Public Trustee of Queensland v Fortress Credit Corporation (Aus) 11 [2010] HCA 29

This High Court case concerned the validity of a registered charge. Initially two loans were guaranteed by Octaviar, however, only one of the loans was secured by way of a fixed and floating charge. The secured loan was repaid, but the lender did not release the charge, claiming that it now secured the previously unsecured guarantee. This was on the basis that:

1. Octaviar had charged all of its present and future property as security for the repayment of the “Secured Money”;

2. “Secured Money” was defined as amounts owing under any “Transaction Document”;

3. “Transaction Document” was defined to include new documents deemed to be “Transaction Documents” by agreement between the parties;

4. A subsequent deed deemed the unsecured loan to be a transaction document.

The validity of the charge (in so far as it applied to the unsecured loan) was challenged on the basis of s268(2) of the Corporations Act which provides:

Where, after a registrable charge on property of a company has been created, there is a variation in the terms of the charge having the effect of:

(a) increasing the amount of the debt or increasing the liabilities (whether present or prospective) secured by the charge; or …

the company must, within 45 days after the variation occurs, ensure that there is lodged a notice setting out particulars of the variation…

The Public Trustee argued, before the High Court, that the Deed had the effect of varying the terms of the Charge by adding a new liability to the class of liabilities already secured by the Charge, thereby altering the terms of the Charge by adding to the meaning of “Transaction Document”. It submitted the definition merely foreshadowed the securing by the Charge of future liabilities, and to that extent was merely an agreement to agree.

The High Court, in a unanimous decision, and to the relief of every lender who relies upon all monies clauses, disagreed:

No doubt, as a result of the January 2008 Deed, the YVE Guarantee was now, but had not before been, a Transaction Document.

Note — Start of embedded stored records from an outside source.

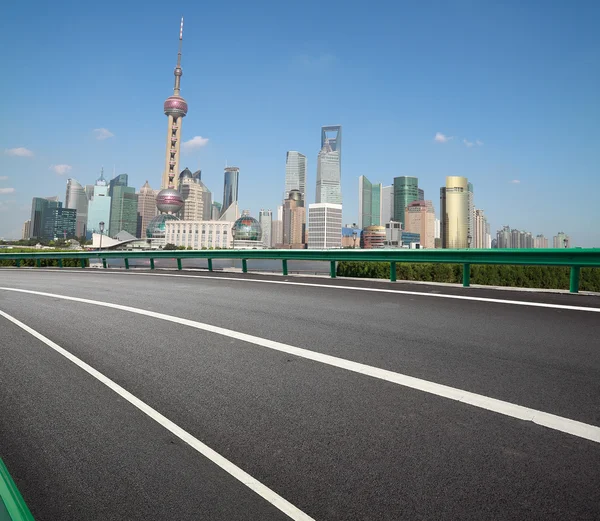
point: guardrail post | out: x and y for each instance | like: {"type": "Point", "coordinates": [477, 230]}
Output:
{"type": "Point", "coordinates": [466, 275]}
{"type": "Point", "coordinates": [574, 282]}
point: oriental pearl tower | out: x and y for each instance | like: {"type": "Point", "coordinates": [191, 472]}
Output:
{"type": "Point", "coordinates": [169, 200]}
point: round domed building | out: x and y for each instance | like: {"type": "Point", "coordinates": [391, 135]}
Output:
{"type": "Point", "coordinates": [247, 233]}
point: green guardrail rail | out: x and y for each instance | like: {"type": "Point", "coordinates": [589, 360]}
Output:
{"type": "Point", "coordinates": [574, 258]}
{"type": "Point", "coordinates": [12, 506]}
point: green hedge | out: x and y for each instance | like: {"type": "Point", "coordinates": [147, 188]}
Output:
{"type": "Point", "coordinates": [45, 263]}
{"type": "Point", "coordinates": [551, 277]}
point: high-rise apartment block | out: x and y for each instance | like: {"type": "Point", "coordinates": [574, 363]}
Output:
{"type": "Point", "coordinates": [324, 225]}
{"type": "Point", "coordinates": [76, 199]}
{"type": "Point", "coordinates": [329, 170]}
{"type": "Point", "coordinates": [406, 190]}
{"type": "Point", "coordinates": [265, 219]}
{"type": "Point", "coordinates": [369, 202]}
{"type": "Point", "coordinates": [454, 210]}
{"type": "Point", "coordinates": [230, 187]}
{"type": "Point", "coordinates": [295, 173]}
{"type": "Point", "coordinates": [420, 218]}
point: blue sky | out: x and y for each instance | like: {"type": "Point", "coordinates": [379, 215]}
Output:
{"type": "Point", "coordinates": [262, 77]}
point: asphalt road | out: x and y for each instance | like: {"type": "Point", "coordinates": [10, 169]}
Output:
{"type": "Point", "coordinates": [336, 444]}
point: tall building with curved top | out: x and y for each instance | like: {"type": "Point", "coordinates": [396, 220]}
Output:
{"type": "Point", "coordinates": [175, 108]}
{"type": "Point", "coordinates": [329, 166]}
{"type": "Point", "coordinates": [76, 199]}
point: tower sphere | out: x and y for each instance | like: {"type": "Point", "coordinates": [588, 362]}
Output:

However that did not vary the meaning of “Transaction Document” in the Facility Agreement and consequently the meaning of “Secured Money” in the Charge. Section 268(2) makes clear that there must first be a variation in the terms of the charge before it is necessary to consider whether that variation has the prescribed effect. The YVE Guarantee, as subject matter denoted by the Transaction Document definition, now fell within the class of liabilities secured by the Charge. There was no variation made to the terms of the Charge, either in their text or in the rights and obligations to which those terms gave rise.

To focus upon the effect of the January 2008 Deed, as opposed to whether its execution varied the terms of the Charge, is to misconceive the operation of s 268(2). Section 268(2) does not apply to any increase in the debt or liabilities secured. If the parties have chosen that a term of the charge will be variable or ambulatory in its factual operation, as is, for example, common with “all moneys” clauses and the imposition of variable rates of interest, there is no variation in the terms each time its operation is, as a matter of fact, altered or modified.

Thus the High Court affirmed that the register does not purport to be a perfect and complete record of the nature and extent of all liabilities but rather it warns persons who may become creditors of the company of the existence and maximum liability of any encumbrances over its property.